Papahku adalah salah satu pemilik media raksasa di Indonesia, dan beliau sudah meninggal sekitar satu tahun yang lalu. Beliau meninggalkan seorang istri dan putri semata wayangnya—yaitu aku—serta harapan dan keinginan terakhirnya yang belum sempat ia dapati, yaitu menyaksikanku menikah. Sayangnya, hingga akhir hayatnya, harapan serta keinginannya tersebut belum juga bisa aku wujudkan.
Sejak ditinggal papah, mamahku mulai sering sakit-sakitan, dan semakin sering juga mengingatkanku soal harapan dan keinginan mendiang papahku dulu. Lebih dari itu, mamahku juga mendadak ngidam seorang cucu dan ingin segera di panggil nenek, katanya.

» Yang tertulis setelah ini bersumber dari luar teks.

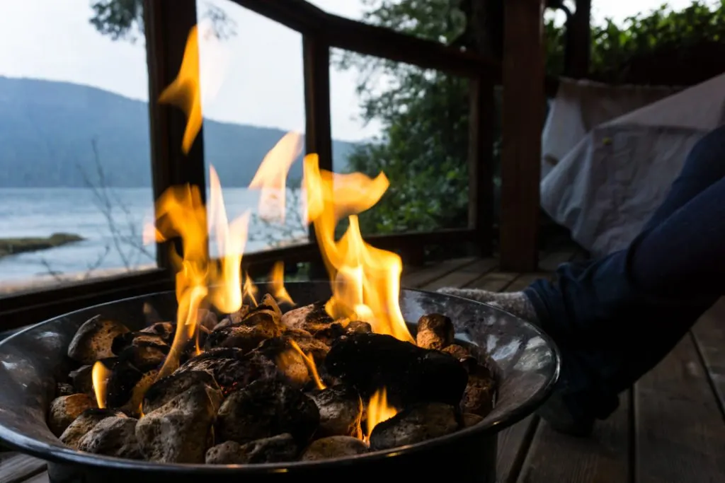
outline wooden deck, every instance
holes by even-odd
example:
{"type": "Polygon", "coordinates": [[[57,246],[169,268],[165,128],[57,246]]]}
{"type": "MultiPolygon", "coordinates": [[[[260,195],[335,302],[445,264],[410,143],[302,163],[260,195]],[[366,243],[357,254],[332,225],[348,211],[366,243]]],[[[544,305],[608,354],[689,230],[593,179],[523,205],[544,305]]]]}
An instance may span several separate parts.
{"type": "MultiPolygon", "coordinates": [[[[412,270],[403,285],[514,291],[576,256],[543,256],[540,273],[502,272],[492,259],[449,260],[412,270]]],[[[621,396],[593,435],[552,432],[531,416],[499,437],[499,482],[704,483],[725,482],[725,302],[702,317],[655,369],[621,396]]],[[[0,483],[46,483],[42,461],[0,453],[0,483]]]]}

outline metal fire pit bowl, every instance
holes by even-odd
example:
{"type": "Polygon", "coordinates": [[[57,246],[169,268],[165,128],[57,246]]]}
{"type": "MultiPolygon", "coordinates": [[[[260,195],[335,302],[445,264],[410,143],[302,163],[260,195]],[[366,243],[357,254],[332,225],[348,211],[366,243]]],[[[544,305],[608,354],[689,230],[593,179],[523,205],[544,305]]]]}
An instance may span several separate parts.
{"type": "MultiPolygon", "coordinates": [[[[286,284],[299,305],[329,298],[328,282],[286,284]]],[[[259,286],[260,293],[268,289],[259,286]]],[[[496,437],[531,413],[549,395],[559,374],[559,358],[551,340],[521,319],[484,303],[419,290],[402,290],[405,320],[426,314],[450,317],[457,337],[489,355],[497,379],[494,410],[478,424],[428,441],[355,457],[324,461],[260,465],[160,464],[100,456],[72,450],[46,424],[56,381],[67,374],[66,351],[76,329],[98,314],[131,329],[145,323],[144,303],[175,320],[172,292],[89,307],[34,325],[0,343],[0,441],[49,462],[53,483],[256,483],[387,481],[415,483],[445,478],[444,483],[496,481],[496,437]]],[[[415,325],[410,327],[415,329],[415,325]]],[[[364,364],[361,362],[361,364],[364,364]]]]}

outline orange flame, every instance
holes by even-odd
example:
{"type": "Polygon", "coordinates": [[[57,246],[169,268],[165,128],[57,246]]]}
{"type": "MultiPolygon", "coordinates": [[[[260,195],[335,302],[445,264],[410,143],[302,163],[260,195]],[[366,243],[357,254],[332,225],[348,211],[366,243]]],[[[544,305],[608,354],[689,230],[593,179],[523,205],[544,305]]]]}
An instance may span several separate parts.
{"type": "Polygon", "coordinates": [[[307,372],[310,374],[310,377],[312,378],[312,380],[315,381],[315,384],[317,385],[318,389],[321,390],[327,387],[327,386],[325,385],[325,383],[323,382],[322,379],[320,378],[320,374],[317,371],[317,366],[315,364],[315,359],[313,359],[311,356],[308,356],[302,352],[302,348],[297,345],[297,343],[290,340],[289,343],[292,346],[292,348],[302,356],[302,361],[304,362],[304,365],[307,366],[307,372]]]}
{"type": "Polygon", "coordinates": [[[368,403],[368,433],[365,440],[369,442],[370,435],[375,427],[397,413],[398,410],[388,404],[388,395],[385,387],[376,391],[368,403]]]}
{"type": "Polygon", "coordinates": [[[286,302],[294,306],[294,301],[289,296],[287,289],[284,287],[284,262],[275,262],[272,266],[270,278],[272,279],[272,290],[273,290],[272,295],[277,300],[277,303],[286,302]]]}
{"type": "Polygon", "coordinates": [[[106,407],[106,385],[110,376],[109,369],[100,361],[96,361],[91,371],[91,378],[93,381],[93,390],[96,393],[96,402],[102,409],[106,407]]]}
{"type": "Polygon", "coordinates": [[[333,295],[326,309],[334,318],[370,324],[378,334],[415,343],[400,311],[400,272],[397,254],[362,240],[357,214],[372,207],[388,189],[385,175],[338,175],[320,170],[316,155],[304,158],[304,186],[307,217],[330,275],[333,295]],[[335,240],[335,227],[344,217],[347,231],[335,240]]]}
{"type": "Polygon", "coordinates": [[[188,154],[202,128],[202,90],[199,74],[199,30],[191,28],[178,75],[159,96],[159,102],[176,106],[186,114],[181,149],[188,154]]]}
{"type": "Polygon", "coordinates": [[[288,133],[262,161],[249,188],[261,190],[259,210],[262,219],[284,222],[287,173],[302,152],[302,136],[288,133]]]}

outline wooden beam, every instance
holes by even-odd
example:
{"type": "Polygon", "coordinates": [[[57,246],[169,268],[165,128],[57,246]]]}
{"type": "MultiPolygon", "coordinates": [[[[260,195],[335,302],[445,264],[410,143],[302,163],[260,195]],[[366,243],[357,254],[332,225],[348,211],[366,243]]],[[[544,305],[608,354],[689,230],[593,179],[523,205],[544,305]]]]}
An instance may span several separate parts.
{"type": "Polygon", "coordinates": [[[567,25],[568,37],[571,39],[566,75],[575,78],[587,77],[589,73],[592,51],[592,0],[576,0],[576,10],[571,16],[571,25],[567,25]],[[571,33],[571,35],[569,35],[571,33]]]}
{"type": "MultiPolygon", "coordinates": [[[[191,28],[196,25],[196,0],[144,0],[149,114],[154,199],[170,186],[196,185],[206,196],[204,131],[199,130],[188,154],[181,150],[186,116],[178,108],[157,101],[178,73],[191,28]]],[[[178,240],[177,244],[178,245],[178,240]]],[[[159,266],[168,267],[169,245],[157,248],[159,266]]],[[[181,247],[177,247],[181,253],[181,247]]]]}
{"type": "Polygon", "coordinates": [[[468,84],[468,227],[476,232],[474,249],[493,251],[494,89],[490,77],[468,84]]]}
{"type": "MultiPolygon", "coordinates": [[[[320,35],[302,37],[304,76],[305,151],[316,153],[320,169],[333,171],[332,127],[330,113],[330,46],[320,35]]],[[[315,243],[315,228],[310,225],[309,238],[315,243]]],[[[312,261],[310,278],[326,278],[321,259],[312,261]]]]}
{"type": "Polygon", "coordinates": [[[501,268],[538,264],[541,136],[544,123],[542,0],[508,0],[505,18],[501,268]]]}

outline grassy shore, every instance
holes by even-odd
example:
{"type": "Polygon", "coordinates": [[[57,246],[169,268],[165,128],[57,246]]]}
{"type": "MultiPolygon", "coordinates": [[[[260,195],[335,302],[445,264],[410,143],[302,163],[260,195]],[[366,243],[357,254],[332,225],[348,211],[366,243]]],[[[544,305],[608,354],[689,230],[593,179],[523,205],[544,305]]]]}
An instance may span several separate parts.
{"type": "Polygon", "coordinates": [[[0,259],[24,252],[47,250],[83,240],[82,236],[73,233],[54,233],[49,237],[0,238],[0,259]]]}

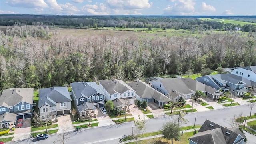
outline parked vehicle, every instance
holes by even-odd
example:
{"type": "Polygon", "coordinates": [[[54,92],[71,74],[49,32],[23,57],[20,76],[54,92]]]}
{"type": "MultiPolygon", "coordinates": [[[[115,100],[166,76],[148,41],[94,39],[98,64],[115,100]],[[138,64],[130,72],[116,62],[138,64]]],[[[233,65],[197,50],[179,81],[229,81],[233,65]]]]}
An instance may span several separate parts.
{"type": "Polygon", "coordinates": [[[22,118],[18,119],[18,122],[17,123],[17,127],[19,128],[22,127],[23,124],[23,119],[22,118]]]}
{"type": "Polygon", "coordinates": [[[106,109],[105,109],[104,108],[101,107],[101,108],[100,108],[100,111],[101,111],[101,112],[102,112],[102,114],[107,114],[107,111],[106,110],[106,109]]]}
{"type": "Polygon", "coordinates": [[[48,136],[47,134],[39,134],[36,136],[36,140],[38,141],[43,139],[46,139],[48,138],[48,136]]]}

Karena tak pernah mendapat respon yang cukup meyakinkan dariku, dan aku juga selalu sukses menghindar kalau ditanya soal itu—tentu saja, kalian paham kan maksudku?—mamahku semakin cemas dengan keadaanku dan juga mulai sering berinisiatif sendiri untuk mencarikan sosok-sosok calon suami yang menurutnya pas untukku. Di mana, ia selalu berusaha mencari sosok-sosok itu dari koneksinya dengan keluarga dari teman-teman bisnis papahku dulu.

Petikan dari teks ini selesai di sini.